Nazım sizin şairiniz değildir.
Nazım’a Soldan Eleştiriler
Nazım Hikmet için ulusalcı yanının ağır bastığı, Milli Mücadele üzerinden Cumhuriyeti sahiplendiği, Afrika’nın açlarından, Hiroşima’nın çocuklarından söz ederek bir mücadele şairi olan Nazım’ın gözünün önündeki Kürtleri görmediği, Stalin’e bırakın bir muhalif duruşu, tersine ona övgüler dizdiği gibi, kimi sol çevrelerden eleştiriler yapılmakta.
Bunlar dönemin koşulları dikkate alınarak yapılacak tahlilleri ve uzun tartışmaları gerektiren konular. Siyasi kişiliği ile edebi kişiliği bu denli iç içe geçmiş az sayıdaki kişilerden biridir Nazım. Ben Nazım’ın bu her iki yanının bir arada değerlendirilmesi ve eleştirilerde insaflı olunması gerektiği kanısındayım.

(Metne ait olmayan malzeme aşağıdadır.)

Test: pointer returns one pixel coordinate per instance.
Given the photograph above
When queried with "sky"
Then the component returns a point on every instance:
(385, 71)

Sevimli ama acı bir anekdotla bitireyim. Ermeni şair Silva Gabudikyan Nazım’ın yoldaşıdır. Zaman zaman bir araya gelirler. Gabudikyan her karşılaşmalarında Nazım’a “Hele Nazım can ne olacak bizim bu Ermeni sorunu” diye sorar. Nazım’da her defasında “Üzülme Silva can, hele bir devrim olsun o sorunu da çözeriz” diye cevap verir.
Nazım Hikmet’in, haziran ayında yitirdiğimiz Ahmed Arif ve Orhan Kemal’in anılarına saygıyla…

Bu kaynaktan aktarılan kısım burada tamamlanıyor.